An endless tramride took us to a brand-new building right out of the city. That was the office of the Commission We were received by a very amiable and charming man, but he got less and less amiable and charming as we tried to explain what we had come for. He quite refused to admit that such people as we pretended to be existed ; he had never heard of interned civilians, he said, there was no such thing as an exchange of civilians, there was no room for them in Holland and certainly not in Rotterdam. First of all he insisted on it that we must be soldiers, and when we had patiently explained that we were not, his face lit up and he became very amiable again. ' I understand,' he said beamingly, ' you are deserters.' But when we had. to tell him we were not, he lost all interest and said curtly and crossly 'If you are not deserters I can't do anything for you.' Apparently deserters were of much higher standing and more deserving of sympathy than we were.

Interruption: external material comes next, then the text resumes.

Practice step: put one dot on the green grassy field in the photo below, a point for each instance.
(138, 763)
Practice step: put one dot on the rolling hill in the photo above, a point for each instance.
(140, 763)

There was more talk, mostly from our side, and one man had a brainwave. 'If we asked you to sign a paper just to say that we had presented ourselves here, could you not sign that ? ' This he agreed to do, probably in order to get rid of us at last. Such is the magic of stamped paper that this rag sufficed to get us the coveted cards ! I like to think that there was goodwill as well at the Mayor's office ; anyway, they expressed themselves satisfied with that document and we got our ration-cards for a week, nor was there ever any difficulty after, for, as I have already said, after our precedent the status of civilians interned in Rotterdam got legalized, internment meaning that one must not leave that city. [212]This accomplished, we had lunch at the hotel at last, and then I sent a wire to my mother to tell her where I was and to ask her to send money at once ; it seemed miraculous that one could just walk into a post office and send off a wire. Then I went back to the hotel, lay down and slept fast till the evening. I woke with a start and when I had become fully conscious I suddenly realized that my captivity had come to an end, that I was free — after a manner; that, at any rate, there would be no more barbed wire.